Oceana rivela che la pesca illegale con reti derivanti continua mentre l'Italia lo nega davanti all'Unione Europea

La pesca illegale di pescespada con le reti derivanti continua proprio mentre la Commissione Europea considera conclusa la procedura d’infrazione con l’Italia

Gli osservatori di Oceana, in collaborazione con Sabrina Giannini di Reportime, hanno raccolto immagini di pescherecci che ancora utilizzano le reti derivanti illegalemente nel sud d’Italia, a Bagnara Calabra. Questa tecnica di pesca distruttiva è vietata dall’Unione Europea dal 2002 a causa degli alti tassi di catture accidentali, i pescatori hanno anche ricevuto sussidi per convertirsi ad altre tecniche di pesca. Le immagini raccolte da Oceana mostrano peró pescherecci che scaricano pescespada, incluso esemplari giovanili, con le reti a bordo.

“L’uso illegale delle reti derivanti è una piaga italiana che continua da oltre 30 anni. E’un sistema di pesca distruttivo per grandi pelagici, cetacei e tartarughe e danneggia la pesca tradizionale selettiva con l’arpione in Sicilia e Calabria” dichiara Xavier Pastor, Direttore Esecutivo di Oceana in Europa, l’organizziazione specializzata nella conservazione dell’ecosistema marino.Oceana è allarmata per questa situazione incancrenita e per la mancanza di consapevolezza da parte delle autorità italiane che considerano la questione chiusa”.

L’11 luglio il Ministro Martina dichiara che l’Italia ha rispettato le regole e che quindi la procedura d’infrazione Ue sulle spadare è chiusa. La Commissione Europea ha tenuto l’Italia come osservato speciale per quasi un decennio, dal 1995, tra lettere ufficiali e cause con la corte di giustizia. In questi anni l’Italia ha prima cercato di raggirare le raccomanzioni della Commissione Europea, ad esempio con l’adozione della ferrettara (rete a maglia più piccola della spadara ma comunque in grado di catturare grandi pelagici), e poi di conformarsi al regolamento europeo che vieta la pesca di grandi pelagici (pescespada e tonni) con reti derivanti ma i controlli non sono ancora adeguati e la pesca illegale continua.

Le forze italiane hanno in qualche misura aumentato i controlli negli anni passati ma questi non sono comunque ancora sufficienti per eradicare questa piaga. Oceana denuncia questa situazione e chiede alla Commissione Europea di aprire una nuova procedura d’infrazione.

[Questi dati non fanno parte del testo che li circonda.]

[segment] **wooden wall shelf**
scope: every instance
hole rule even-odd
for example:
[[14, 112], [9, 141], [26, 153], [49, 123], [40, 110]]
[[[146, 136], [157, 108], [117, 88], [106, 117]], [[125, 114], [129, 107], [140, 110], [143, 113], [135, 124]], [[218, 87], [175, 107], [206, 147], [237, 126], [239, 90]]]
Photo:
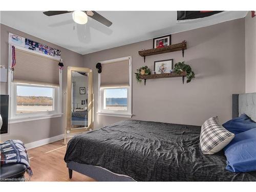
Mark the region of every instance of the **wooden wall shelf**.
[[170, 46], [162, 47], [161, 48], [155, 48], [147, 49], [146, 50], [139, 51], [139, 55], [144, 57], [144, 62], [145, 62], [145, 57], [147, 56], [169, 53], [178, 51], [182, 51], [182, 56], [184, 57], [184, 50], [185, 49], [187, 49], [187, 42], [185, 40], [184, 40], [182, 42], [171, 45]]
[[146, 85], [146, 79], [159, 79], [162, 78], [171, 78], [171, 77], [182, 77], [182, 83], [184, 84], [185, 77], [187, 76], [186, 72], [181, 72], [180, 74], [177, 73], [164, 73], [160, 74], [152, 75], [140, 75], [140, 79], [144, 79], [144, 84]]

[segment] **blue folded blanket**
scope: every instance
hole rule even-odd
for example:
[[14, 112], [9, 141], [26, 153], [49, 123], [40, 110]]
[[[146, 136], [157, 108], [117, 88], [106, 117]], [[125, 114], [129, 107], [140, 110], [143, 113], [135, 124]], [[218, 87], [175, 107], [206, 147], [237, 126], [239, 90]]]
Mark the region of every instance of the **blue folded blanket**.
[[27, 173], [29, 177], [33, 172], [29, 165], [28, 153], [22, 141], [18, 140], [9, 140], [0, 143], [1, 156], [1, 164], [9, 163], [23, 163], [27, 166]]

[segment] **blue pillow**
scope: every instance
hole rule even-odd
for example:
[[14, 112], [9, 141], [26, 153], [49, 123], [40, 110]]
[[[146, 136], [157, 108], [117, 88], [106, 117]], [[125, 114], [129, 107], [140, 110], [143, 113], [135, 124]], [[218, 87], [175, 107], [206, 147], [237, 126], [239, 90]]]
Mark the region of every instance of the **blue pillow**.
[[232, 172], [256, 170], [256, 129], [236, 135], [224, 151], [227, 157], [226, 169]]
[[234, 134], [256, 128], [256, 122], [246, 114], [231, 119], [222, 125], [227, 130]]

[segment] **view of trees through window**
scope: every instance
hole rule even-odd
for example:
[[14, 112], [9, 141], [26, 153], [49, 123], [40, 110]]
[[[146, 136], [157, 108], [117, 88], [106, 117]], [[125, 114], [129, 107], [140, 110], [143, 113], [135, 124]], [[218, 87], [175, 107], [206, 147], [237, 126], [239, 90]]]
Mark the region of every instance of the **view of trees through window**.
[[53, 111], [53, 88], [17, 86], [16, 114]]

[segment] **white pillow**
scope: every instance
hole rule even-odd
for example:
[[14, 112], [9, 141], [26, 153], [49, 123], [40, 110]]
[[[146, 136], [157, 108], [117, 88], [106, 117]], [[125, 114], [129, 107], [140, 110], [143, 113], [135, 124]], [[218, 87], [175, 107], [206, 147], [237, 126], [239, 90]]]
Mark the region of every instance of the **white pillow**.
[[229, 132], [219, 122], [217, 116], [211, 117], [202, 125], [201, 150], [204, 154], [214, 154], [229, 143], [234, 137], [233, 133]]

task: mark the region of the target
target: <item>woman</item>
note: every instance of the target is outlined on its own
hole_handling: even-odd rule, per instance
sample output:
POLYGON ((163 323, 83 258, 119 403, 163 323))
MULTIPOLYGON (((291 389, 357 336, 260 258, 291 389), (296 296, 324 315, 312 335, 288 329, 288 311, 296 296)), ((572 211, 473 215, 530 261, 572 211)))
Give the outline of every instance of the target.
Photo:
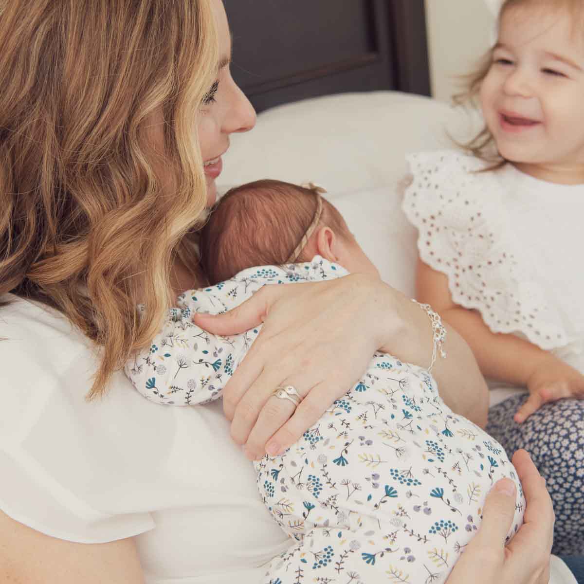
MULTIPOLYGON (((203 281, 191 231, 230 134, 254 124, 220 0, 15 0, 2 25, 0 579, 259 582, 289 543, 227 423, 153 406, 119 370, 173 290, 203 281)), ((427 315, 366 277, 283 287, 208 322, 265 322, 225 401, 251 458, 294 440, 376 350, 432 353, 427 315), (305 396, 291 416, 269 399, 282 383, 305 396)), ((447 348, 445 401, 484 422, 463 391, 476 364, 452 331, 447 348)))

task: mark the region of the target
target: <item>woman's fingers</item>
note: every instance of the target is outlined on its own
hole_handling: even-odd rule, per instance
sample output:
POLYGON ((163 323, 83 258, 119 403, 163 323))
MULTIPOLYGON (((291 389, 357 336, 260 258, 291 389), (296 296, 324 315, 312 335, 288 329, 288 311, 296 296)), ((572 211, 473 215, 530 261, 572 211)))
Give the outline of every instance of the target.
POLYGON ((530 394, 525 403, 517 411, 513 419, 518 423, 524 422, 534 412, 541 407, 545 401, 539 392, 530 394))
POLYGON ((512 462, 517 470, 525 495, 526 506, 524 522, 531 527, 534 524, 541 530, 541 538, 551 550, 555 517, 550 493, 545 488, 545 481, 525 450, 517 450, 512 462))
POLYGON ((266 446, 268 454, 281 454, 294 444, 339 397, 338 385, 323 382, 315 387, 300 402, 293 415, 269 440, 266 446))
POLYGON ((555 520, 551 499, 545 481, 525 450, 515 453, 512 462, 523 487, 526 507, 523 524, 507 545, 508 569, 513 582, 520 582, 529 571, 532 574, 530 582, 547 584, 555 520))
POLYGON ((510 478, 498 481, 485 499, 482 522, 475 538, 477 545, 500 556, 502 565, 503 545, 513 523, 516 499, 517 489, 513 481, 510 478))

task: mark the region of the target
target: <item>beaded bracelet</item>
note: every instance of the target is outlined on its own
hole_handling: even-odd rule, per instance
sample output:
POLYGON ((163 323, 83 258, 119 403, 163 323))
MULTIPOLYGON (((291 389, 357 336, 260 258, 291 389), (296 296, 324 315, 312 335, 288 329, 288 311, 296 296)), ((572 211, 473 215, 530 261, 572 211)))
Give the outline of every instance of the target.
POLYGON ((415 302, 420 308, 422 309, 430 317, 430 321, 432 324, 432 336, 434 345, 432 347, 432 361, 428 367, 428 371, 432 371, 434 364, 436 363, 437 353, 439 353, 440 357, 444 359, 446 358, 446 352, 444 350, 443 343, 446 338, 446 329, 442 324, 442 319, 437 312, 432 310, 432 307, 429 304, 423 304, 418 302, 415 298, 412 298, 412 301, 415 302))

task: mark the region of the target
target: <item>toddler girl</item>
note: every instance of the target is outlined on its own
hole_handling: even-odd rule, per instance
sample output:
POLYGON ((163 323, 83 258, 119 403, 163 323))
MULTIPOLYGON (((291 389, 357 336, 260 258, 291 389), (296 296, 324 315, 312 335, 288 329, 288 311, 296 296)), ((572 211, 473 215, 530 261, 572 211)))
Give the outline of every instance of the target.
MULTIPOLYGON (((378 277, 317 189, 276 181, 225 195, 201 231, 201 255, 211 282, 218 283, 181 294, 150 351, 126 367, 136 388, 158 403, 218 398, 259 332, 215 336, 194 325, 194 312, 225 311, 265 285, 322 280, 347 270, 378 277)), ((429 307, 422 308, 434 321, 439 355, 444 329, 429 307)), ((469 390, 479 410, 486 387, 469 390)), ((301 399, 291 385, 275 388, 274 398, 294 406, 301 399)), ((443 582, 499 478, 517 485, 509 536, 523 515, 520 485, 502 449, 446 405, 428 371, 384 353, 298 442, 254 465, 262 500, 297 541, 270 562, 272 584, 305 576, 443 582)))
POLYGON ((486 127, 467 154, 410 157, 404 203, 419 232, 418 297, 485 376, 528 390, 492 408, 488 430, 547 479, 564 554, 584 551, 584 404, 557 401, 584 395, 583 19, 581 0, 503 3, 469 92, 486 127))

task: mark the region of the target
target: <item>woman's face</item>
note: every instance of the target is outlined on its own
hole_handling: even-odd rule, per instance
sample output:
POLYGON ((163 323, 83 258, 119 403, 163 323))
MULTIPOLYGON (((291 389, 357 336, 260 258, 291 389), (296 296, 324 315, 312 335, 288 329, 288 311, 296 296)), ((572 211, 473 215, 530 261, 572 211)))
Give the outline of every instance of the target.
POLYGON ((215 181, 223 168, 221 157, 229 148, 229 135, 246 132, 255 125, 253 107, 235 84, 230 71, 231 36, 221 0, 211 0, 219 37, 221 68, 210 88, 199 123, 199 140, 207 179, 207 204, 217 198, 215 181))

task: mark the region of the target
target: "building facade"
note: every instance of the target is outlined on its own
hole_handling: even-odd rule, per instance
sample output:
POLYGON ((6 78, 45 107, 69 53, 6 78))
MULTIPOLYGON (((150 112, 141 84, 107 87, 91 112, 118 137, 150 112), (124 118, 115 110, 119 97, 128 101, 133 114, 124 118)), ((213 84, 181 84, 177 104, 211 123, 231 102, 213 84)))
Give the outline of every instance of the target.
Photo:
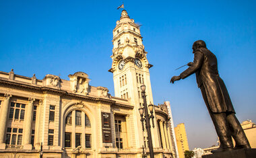
POLYGON ((179 157, 184 158, 185 151, 189 151, 189 143, 187 141, 187 133, 184 123, 179 124, 174 128, 176 142, 177 143, 179 157))
POLYGON ((193 158, 201 158, 204 154, 204 151, 201 148, 195 148, 193 151, 195 154, 193 158))
MULTIPOLYGON (((0 157, 141 157, 148 155, 138 108, 140 86, 154 104, 149 64, 139 27, 123 10, 113 30, 115 97, 77 72, 69 80, 38 79, 0 71, 0 157)), ((155 157, 173 157, 166 105, 154 106, 155 157)))

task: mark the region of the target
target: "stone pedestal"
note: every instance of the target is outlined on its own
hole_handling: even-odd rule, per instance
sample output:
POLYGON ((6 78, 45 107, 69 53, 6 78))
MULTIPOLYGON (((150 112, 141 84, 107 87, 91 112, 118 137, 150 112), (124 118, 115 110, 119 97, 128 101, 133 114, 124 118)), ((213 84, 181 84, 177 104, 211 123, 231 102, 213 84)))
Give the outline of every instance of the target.
POLYGON ((202 158, 255 158, 256 149, 241 149, 203 155, 202 158))

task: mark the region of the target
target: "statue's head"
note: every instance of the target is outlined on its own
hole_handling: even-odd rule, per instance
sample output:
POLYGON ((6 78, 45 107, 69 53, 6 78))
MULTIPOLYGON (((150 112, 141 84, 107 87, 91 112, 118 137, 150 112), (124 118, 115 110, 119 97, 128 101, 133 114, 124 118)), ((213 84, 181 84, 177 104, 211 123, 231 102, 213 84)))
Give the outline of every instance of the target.
POLYGON ((197 49, 199 49, 200 48, 206 48, 206 44, 205 42, 203 40, 197 40, 194 42, 192 46, 192 49, 195 51, 197 49))

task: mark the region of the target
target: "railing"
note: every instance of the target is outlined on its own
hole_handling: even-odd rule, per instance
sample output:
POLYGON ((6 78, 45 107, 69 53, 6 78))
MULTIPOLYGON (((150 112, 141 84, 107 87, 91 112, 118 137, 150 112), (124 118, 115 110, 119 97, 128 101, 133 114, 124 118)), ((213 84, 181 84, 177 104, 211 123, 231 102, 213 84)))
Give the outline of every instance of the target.
POLYGON ((23 149, 23 145, 6 145, 6 149, 23 149))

Oceana esorta la Presidenza italiana dell'UE a definire questa pesca per quello che è realmente: illegale, non dichiarata e non regolamentata (INN) e che chi la pratica venga inserito nella lista europea dei pescherecci INN continua Pastor. L’uso illegale delle reti derivanti, una pesca distruttiva e non selettiva, è particolarmente preoccupante in una regione come il Meditteraneo dove il 91% degli stock ittici sono sovrapescati e si registra il declino di diverse popolazioni tra cui appunto il pescespada”.

Ad aggravare la situazione è anche l’importazione da parte dell’Italia di pescespada dal Marocco pescato illegalmente con reti derivanti, come rivelato recentemente da Oceana.

Gli stock di grandi pelagici, e di pesce spada in particolare, risentono gravemente di questa pesca altamente non-selettiva. Oceana richiama l’attenzione delle autoritá italiane e internazionali per la messa a punto di un piano di gestione per il pesce spada nel Mar Mediterraneo prima che sia troppo tardi.